This type of summary mimics the structure of the text being summarized. It includes the main points and argument in the same order they appear in the original text. This is an especially effective technique to use when the accompanying response will be analytic, such as an evaluation of the logic or evidence used in a text.
In his essay Dropping the Sat? which is posted on the Affirmative Action and Diversity Project's Website, George Will argues for the continued use of the SAT in determining college admissions. He mentions Richard Atkinson, president of the University of California, as a specific example of those who want to stop using SAT scores in their admissions process. Part of Atkinson's reasoning is that without the SAT, his school would be better able to create a more racially and ethnically diverse campus. However, George Will argues, "something must perform the predictive function assigned to the SAT" (1).
George Will goes on to discuss that the SAT was created in order to make an education at a prestigious school available not just to those who could afford it, but also to those with sufficient intellectual merit. However, he states, "[b]y purporting to measure intellectual merit, the SAT served equality of opportunity-but the result was opportunity from which not all racial and ethnic groups benefited equally" (1).

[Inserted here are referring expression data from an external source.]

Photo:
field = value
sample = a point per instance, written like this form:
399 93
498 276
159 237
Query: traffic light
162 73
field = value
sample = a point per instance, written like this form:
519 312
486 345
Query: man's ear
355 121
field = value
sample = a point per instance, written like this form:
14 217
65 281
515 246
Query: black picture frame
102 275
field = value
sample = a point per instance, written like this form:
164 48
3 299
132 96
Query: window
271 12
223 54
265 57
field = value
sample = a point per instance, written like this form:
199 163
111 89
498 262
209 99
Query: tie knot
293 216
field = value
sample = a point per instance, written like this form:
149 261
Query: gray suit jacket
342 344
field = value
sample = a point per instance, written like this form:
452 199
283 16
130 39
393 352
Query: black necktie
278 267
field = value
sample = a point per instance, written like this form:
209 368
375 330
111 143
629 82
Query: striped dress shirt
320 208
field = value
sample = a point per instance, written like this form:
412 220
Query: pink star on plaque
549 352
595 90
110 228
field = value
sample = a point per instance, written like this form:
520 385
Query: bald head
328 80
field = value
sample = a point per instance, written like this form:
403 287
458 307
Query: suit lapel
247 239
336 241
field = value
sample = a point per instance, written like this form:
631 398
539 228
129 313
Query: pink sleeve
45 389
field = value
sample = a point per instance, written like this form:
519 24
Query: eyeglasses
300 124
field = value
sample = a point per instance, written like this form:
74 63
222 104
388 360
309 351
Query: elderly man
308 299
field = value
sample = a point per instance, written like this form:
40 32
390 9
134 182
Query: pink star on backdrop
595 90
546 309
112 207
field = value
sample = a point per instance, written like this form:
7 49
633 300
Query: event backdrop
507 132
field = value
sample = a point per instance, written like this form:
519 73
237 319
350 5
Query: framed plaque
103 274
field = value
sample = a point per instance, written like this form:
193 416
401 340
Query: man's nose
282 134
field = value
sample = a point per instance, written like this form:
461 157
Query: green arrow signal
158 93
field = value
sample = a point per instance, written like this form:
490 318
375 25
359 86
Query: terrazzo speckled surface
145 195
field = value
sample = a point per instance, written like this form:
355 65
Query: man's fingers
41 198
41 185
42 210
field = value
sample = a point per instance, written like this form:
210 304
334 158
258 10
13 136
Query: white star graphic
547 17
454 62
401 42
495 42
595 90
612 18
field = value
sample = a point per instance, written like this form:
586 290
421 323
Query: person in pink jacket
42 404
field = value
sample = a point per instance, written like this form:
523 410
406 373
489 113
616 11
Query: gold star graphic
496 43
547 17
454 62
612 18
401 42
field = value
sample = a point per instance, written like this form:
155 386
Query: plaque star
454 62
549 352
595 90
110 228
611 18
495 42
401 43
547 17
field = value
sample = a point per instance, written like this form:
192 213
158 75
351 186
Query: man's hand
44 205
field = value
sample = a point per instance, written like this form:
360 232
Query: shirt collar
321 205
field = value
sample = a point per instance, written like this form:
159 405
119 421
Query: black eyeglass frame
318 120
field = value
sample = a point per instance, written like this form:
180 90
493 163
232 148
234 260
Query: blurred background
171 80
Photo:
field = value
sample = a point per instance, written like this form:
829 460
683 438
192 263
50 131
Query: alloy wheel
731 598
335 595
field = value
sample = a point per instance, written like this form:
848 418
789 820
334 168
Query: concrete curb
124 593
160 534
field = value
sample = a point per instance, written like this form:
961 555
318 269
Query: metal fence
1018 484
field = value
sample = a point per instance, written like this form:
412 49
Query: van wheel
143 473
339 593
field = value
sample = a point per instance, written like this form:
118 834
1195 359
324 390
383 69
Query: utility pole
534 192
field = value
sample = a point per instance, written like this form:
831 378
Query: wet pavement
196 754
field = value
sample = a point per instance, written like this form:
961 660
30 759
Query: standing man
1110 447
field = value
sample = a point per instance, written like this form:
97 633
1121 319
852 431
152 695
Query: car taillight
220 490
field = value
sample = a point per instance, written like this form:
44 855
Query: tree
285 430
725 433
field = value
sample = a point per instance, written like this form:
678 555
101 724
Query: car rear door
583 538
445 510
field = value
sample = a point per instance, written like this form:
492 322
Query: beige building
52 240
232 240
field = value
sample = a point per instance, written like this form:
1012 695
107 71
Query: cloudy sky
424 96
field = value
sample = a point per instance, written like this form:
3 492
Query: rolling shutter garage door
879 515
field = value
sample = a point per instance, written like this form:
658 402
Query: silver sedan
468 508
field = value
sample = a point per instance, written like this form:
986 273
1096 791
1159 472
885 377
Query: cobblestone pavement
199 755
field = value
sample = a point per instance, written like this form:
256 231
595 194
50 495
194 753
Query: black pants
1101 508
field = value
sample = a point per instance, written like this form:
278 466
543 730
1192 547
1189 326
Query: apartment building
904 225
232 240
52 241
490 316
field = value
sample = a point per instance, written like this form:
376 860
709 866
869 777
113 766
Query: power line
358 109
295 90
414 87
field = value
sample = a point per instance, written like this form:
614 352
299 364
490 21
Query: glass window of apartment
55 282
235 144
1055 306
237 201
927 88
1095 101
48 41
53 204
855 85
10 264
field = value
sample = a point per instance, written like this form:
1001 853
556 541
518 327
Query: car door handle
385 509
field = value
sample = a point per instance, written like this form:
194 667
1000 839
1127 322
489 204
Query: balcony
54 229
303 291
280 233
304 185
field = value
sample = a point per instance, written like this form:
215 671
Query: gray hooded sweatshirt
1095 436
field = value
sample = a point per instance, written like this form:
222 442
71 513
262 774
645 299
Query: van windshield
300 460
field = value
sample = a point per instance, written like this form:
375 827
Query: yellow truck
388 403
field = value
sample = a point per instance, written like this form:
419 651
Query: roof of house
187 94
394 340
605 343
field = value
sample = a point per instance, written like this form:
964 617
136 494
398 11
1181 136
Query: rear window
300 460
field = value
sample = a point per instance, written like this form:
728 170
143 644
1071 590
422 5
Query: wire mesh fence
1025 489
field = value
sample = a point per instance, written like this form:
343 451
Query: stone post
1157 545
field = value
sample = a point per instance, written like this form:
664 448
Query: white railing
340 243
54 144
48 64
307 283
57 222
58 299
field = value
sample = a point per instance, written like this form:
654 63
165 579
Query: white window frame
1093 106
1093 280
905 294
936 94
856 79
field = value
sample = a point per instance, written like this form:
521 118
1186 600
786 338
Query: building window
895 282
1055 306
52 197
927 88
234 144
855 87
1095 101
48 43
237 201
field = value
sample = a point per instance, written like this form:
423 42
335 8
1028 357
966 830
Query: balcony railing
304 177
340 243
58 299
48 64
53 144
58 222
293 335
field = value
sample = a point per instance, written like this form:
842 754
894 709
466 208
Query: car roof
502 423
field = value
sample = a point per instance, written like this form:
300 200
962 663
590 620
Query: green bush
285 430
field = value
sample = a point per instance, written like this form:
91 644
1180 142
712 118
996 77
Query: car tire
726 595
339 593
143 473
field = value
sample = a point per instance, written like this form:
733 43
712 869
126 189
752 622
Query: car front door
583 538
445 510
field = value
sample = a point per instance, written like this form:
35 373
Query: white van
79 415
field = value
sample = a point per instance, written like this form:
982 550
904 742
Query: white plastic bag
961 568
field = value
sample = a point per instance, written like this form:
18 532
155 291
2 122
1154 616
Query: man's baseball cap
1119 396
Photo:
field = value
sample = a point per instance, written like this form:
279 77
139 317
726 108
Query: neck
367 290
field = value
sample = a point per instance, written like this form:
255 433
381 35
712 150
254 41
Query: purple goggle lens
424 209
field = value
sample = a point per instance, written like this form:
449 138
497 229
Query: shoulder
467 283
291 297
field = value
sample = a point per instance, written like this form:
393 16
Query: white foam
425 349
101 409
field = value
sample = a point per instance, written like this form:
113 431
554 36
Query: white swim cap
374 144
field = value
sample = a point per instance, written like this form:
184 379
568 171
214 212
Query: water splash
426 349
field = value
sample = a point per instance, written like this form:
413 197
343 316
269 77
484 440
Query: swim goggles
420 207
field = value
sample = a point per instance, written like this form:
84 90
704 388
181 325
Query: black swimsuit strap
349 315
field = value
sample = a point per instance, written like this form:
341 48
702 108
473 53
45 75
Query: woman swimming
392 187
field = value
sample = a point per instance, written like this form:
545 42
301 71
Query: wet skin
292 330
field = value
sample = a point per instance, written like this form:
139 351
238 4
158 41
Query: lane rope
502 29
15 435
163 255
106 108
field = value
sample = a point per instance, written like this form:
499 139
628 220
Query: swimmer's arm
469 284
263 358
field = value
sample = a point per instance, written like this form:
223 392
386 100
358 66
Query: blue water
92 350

Mr. Will says that while some of the original goals of the SAT have been accomplished, it is not yet time to abandon its use. He challenges the validity of some of the most common arguments against the SAT. He suggests that there is currently no better alternative to the SAT, that we can not judge students equally according to grades alone, especially when there is no national standard or curriculum. Mr. Will concludes that the SAT is still necessary because we need "some generally accepted means of making millions of annual assessments...roughly predictive of ability to perform well in particular colleges" (2)."